One of his first detective novels was Red Harvest which was published in 1929. His masterpiece is considered to be “The Maltese Falcon” released in 1930, which introduced his most famous sleuth, Sam Spade. His most popular story, “The Thin Man” (1934) was the last amazing novels he wrote. These noir stories can be seen as directly related to the socio-economic situation of that time. Raymond Chandler noted that the “smell of fear” created by the stories was the proof of their serious response to the modern condition: “Their characters lived in a world gone wrong, a world in which, long before the atom bomb, civilization has created the machinery for its own destruction and was learning to use it with all the moronic delight of a gangster trying out his first machine-gun. The law was something to be manipulated for profit and power.

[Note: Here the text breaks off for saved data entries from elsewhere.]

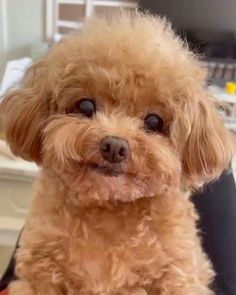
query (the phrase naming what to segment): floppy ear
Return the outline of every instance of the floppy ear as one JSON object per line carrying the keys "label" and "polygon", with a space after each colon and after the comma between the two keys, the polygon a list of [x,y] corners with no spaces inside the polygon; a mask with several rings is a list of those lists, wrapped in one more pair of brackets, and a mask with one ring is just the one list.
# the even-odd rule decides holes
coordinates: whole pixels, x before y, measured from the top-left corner
{"label": "floppy ear", "polygon": [[41,129],[48,110],[43,62],[30,67],[22,88],[6,94],[0,105],[3,130],[12,152],[40,162]]}
{"label": "floppy ear", "polygon": [[198,100],[192,110],[191,131],[183,151],[183,170],[191,185],[219,176],[233,156],[230,132],[210,97]]}

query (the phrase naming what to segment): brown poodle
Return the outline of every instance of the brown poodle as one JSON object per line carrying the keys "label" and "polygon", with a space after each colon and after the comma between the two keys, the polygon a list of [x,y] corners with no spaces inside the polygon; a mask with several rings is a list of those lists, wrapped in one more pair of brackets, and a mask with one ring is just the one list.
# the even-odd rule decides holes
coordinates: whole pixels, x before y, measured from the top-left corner
{"label": "brown poodle", "polygon": [[163,19],[95,18],[1,106],[41,172],[11,295],[209,295],[190,192],[230,162],[205,72]]}

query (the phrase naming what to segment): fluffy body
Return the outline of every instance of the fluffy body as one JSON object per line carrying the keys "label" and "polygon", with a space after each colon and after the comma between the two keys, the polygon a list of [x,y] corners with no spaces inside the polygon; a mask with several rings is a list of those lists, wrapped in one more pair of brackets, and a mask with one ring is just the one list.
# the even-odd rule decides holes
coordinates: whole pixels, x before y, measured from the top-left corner
{"label": "fluffy body", "polygon": [[[205,74],[165,20],[138,13],[91,20],[30,68],[1,106],[12,151],[41,166],[11,295],[212,294],[189,196],[232,149]],[[94,117],[75,113],[90,97]],[[150,113],[163,132],[145,130]],[[101,157],[108,135],[127,161]]]}

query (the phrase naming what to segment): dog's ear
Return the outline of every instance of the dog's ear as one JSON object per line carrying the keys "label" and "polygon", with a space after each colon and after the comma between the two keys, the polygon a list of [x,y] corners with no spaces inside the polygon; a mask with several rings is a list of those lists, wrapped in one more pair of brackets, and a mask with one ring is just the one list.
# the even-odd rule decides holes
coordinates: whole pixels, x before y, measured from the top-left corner
{"label": "dog's ear", "polygon": [[214,100],[204,96],[191,106],[191,128],[183,150],[183,171],[194,187],[218,177],[233,155],[230,132]]}
{"label": "dog's ear", "polygon": [[44,62],[27,71],[22,87],[6,94],[0,105],[6,139],[12,152],[26,160],[40,162],[41,128],[48,116]]}

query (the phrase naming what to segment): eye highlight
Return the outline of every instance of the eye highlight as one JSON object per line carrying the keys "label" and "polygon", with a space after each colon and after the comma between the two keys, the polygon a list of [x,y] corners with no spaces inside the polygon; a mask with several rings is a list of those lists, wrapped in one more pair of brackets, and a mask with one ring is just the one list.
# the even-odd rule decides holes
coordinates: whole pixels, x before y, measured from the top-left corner
{"label": "eye highlight", "polygon": [[83,98],[76,102],[75,113],[91,118],[96,113],[96,102],[92,98]]}
{"label": "eye highlight", "polygon": [[164,121],[157,114],[149,114],[144,118],[144,128],[150,132],[161,133],[164,130]]}

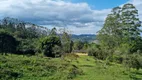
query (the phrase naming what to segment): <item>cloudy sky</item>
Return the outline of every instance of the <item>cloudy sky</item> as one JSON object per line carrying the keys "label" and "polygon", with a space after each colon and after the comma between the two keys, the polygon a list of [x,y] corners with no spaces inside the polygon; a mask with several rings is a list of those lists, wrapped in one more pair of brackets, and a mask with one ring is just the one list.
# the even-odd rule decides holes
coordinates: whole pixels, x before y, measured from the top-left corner
{"label": "cloudy sky", "polygon": [[142,20],[142,0],[0,0],[0,19],[18,18],[73,34],[96,34],[115,6],[133,3]]}

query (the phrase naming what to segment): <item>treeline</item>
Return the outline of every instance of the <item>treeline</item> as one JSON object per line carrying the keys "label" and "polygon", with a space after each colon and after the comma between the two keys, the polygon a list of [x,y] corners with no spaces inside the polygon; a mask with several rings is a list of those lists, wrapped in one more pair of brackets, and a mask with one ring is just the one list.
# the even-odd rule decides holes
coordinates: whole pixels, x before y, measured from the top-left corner
{"label": "treeline", "polygon": [[140,27],[138,10],[133,4],[113,8],[98,32],[99,44],[89,50],[89,55],[122,63],[128,68],[142,68]]}
{"label": "treeline", "polygon": [[0,53],[60,57],[65,53],[86,52],[88,42],[72,41],[65,29],[57,33],[13,18],[4,18],[0,25]]}
{"label": "treeline", "polygon": [[0,21],[0,53],[35,54],[38,38],[48,35],[48,29],[6,17]]}

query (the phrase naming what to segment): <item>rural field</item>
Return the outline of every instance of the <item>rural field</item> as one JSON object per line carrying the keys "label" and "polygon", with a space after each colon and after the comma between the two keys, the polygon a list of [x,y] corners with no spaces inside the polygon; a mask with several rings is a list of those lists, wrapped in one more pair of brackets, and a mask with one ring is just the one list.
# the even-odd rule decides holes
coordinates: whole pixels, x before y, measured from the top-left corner
{"label": "rural field", "polygon": [[0,80],[142,80],[142,0],[0,0]]}
{"label": "rural field", "polygon": [[127,70],[86,55],[48,58],[0,56],[1,80],[142,80],[142,70]]}

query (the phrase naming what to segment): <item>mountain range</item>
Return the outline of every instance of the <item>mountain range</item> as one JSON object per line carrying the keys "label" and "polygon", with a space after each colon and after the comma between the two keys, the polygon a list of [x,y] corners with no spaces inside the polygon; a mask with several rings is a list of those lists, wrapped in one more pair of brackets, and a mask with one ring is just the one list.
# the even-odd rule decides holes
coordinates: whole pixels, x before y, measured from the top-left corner
{"label": "mountain range", "polygon": [[80,40],[83,42],[84,41],[93,42],[95,39],[96,39],[95,34],[80,34],[80,35],[72,34],[73,41]]}
{"label": "mountain range", "polygon": [[[14,28],[22,27],[24,29],[27,29],[29,31],[36,32],[42,35],[48,35],[50,33],[50,30],[48,29],[48,27],[39,26],[37,24],[21,21],[15,18],[10,18],[10,17],[5,17],[4,19],[0,20],[0,25],[11,25],[11,27],[14,27]],[[71,38],[73,41],[80,40],[83,42],[84,41],[92,42],[95,40],[96,35],[95,34],[80,34],[80,35],[72,34]]]}

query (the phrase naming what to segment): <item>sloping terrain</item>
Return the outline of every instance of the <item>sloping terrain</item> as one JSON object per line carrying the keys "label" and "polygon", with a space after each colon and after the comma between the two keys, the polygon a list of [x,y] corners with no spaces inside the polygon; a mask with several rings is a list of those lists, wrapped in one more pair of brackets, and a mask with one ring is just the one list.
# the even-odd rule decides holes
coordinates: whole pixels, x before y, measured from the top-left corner
{"label": "sloping terrain", "polygon": [[95,60],[93,57],[80,56],[77,65],[83,75],[74,80],[142,80],[142,70],[126,69],[123,65]]}
{"label": "sloping terrain", "polygon": [[0,56],[0,80],[142,80],[142,70],[127,70],[120,64],[86,55],[47,58]]}

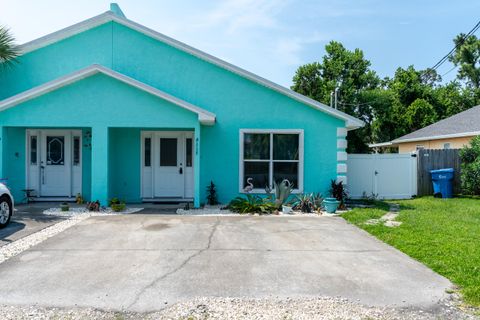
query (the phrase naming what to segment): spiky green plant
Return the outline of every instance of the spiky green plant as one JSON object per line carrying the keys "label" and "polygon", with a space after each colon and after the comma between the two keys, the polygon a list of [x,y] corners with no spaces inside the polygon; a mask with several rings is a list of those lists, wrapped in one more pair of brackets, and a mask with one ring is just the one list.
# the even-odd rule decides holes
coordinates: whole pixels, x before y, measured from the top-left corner
{"label": "spiky green plant", "polygon": [[0,26],[0,66],[11,65],[16,61],[18,54],[19,50],[15,45],[15,38],[10,34],[10,30]]}
{"label": "spiky green plant", "polygon": [[275,206],[279,209],[290,197],[290,194],[293,190],[293,183],[290,183],[288,180],[283,180],[280,183],[276,181],[273,182],[275,185]]}

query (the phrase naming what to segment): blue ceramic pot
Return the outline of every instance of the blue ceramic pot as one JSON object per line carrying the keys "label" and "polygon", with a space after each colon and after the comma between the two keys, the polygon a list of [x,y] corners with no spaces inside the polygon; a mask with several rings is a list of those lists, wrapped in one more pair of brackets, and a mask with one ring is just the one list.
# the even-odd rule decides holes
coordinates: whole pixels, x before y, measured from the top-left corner
{"label": "blue ceramic pot", "polygon": [[325,207],[325,211],[327,213],[335,213],[340,205],[340,201],[335,198],[326,198],[323,200],[323,206]]}

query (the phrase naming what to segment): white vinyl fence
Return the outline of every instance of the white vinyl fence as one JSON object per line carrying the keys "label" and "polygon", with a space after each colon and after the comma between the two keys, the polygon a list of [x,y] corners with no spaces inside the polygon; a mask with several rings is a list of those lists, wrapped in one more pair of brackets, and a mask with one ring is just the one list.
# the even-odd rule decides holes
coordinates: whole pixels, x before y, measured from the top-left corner
{"label": "white vinyl fence", "polygon": [[411,154],[349,154],[351,198],[409,199],[417,194],[417,159]]}

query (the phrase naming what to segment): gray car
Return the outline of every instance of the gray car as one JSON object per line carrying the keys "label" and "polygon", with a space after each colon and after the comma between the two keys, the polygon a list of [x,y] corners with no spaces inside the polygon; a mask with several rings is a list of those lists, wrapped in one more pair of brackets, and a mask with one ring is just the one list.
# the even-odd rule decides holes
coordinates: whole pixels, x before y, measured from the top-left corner
{"label": "gray car", "polygon": [[7,186],[0,183],[0,229],[7,226],[13,213],[13,197]]}

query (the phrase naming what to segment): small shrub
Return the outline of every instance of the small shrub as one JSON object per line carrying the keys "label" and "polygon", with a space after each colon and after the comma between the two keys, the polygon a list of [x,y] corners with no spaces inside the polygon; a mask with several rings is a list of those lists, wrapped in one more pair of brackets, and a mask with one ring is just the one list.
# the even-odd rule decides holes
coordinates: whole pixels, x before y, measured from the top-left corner
{"label": "small shrub", "polygon": [[112,198],[108,201],[108,206],[111,207],[114,204],[119,204],[120,200],[118,198]]}
{"label": "small shrub", "polygon": [[121,201],[118,198],[112,198],[110,201],[108,201],[108,206],[112,209],[114,212],[120,212],[125,210],[127,205],[125,204],[125,201]]}
{"label": "small shrub", "polygon": [[211,206],[218,204],[217,190],[213,181],[210,181],[210,185],[207,187],[207,203]]}
{"label": "small shrub", "polygon": [[293,208],[295,210],[300,210],[303,213],[311,213],[315,210],[313,194],[304,193],[297,195],[295,202],[293,203]]}
{"label": "small shrub", "polygon": [[60,205],[60,210],[61,211],[69,211],[70,210],[70,205],[66,202],[63,202],[61,205]]}
{"label": "small shrub", "polygon": [[322,208],[323,197],[321,193],[312,193],[313,208],[320,210]]}
{"label": "small shrub", "polygon": [[469,195],[480,195],[480,136],[472,139],[470,146],[460,150],[462,191]]}
{"label": "small shrub", "polygon": [[247,194],[246,198],[236,197],[227,207],[230,211],[237,213],[260,213],[268,214],[277,209],[275,204],[268,199],[256,195]]}
{"label": "small shrub", "polygon": [[345,208],[345,201],[348,198],[347,189],[343,185],[343,181],[335,181],[332,179],[330,183],[330,193],[332,197],[340,201],[340,205],[338,206],[340,209]]}
{"label": "small shrub", "polygon": [[110,208],[112,208],[112,211],[114,211],[114,212],[124,211],[126,207],[127,207],[127,205],[124,202],[114,203],[110,206]]}
{"label": "small shrub", "polygon": [[100,201],[92,201],[87,203],[87,210],[98,212],[100,211]]}

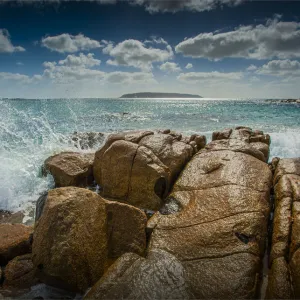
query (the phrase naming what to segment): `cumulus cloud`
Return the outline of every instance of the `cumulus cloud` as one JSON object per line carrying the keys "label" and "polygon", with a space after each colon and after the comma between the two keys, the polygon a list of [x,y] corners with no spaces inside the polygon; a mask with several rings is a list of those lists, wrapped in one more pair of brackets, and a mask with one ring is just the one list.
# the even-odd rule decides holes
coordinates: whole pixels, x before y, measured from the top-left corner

The streets were dark with something more than night.”
Hammett’s creativity was included in the hardboiled melodramas of James M. Cain (1892-1977), specifically in his first works such as “The Postman always rings twice” published in 1934 and “Double Indemnity” in 1936. Another writer named Raymond Chandler (1888-1959) who was also influenced by the work of Dashiell Hammett, wrote novels in which the plot revolved around corruption and racketeering in Southern California.
The hardboiled genre eventually transformed into the extreme sensationalism and undisguised sadism of what Ellery Queen’s Mystery Magazine defined as “guts-gore-and-gals-school”.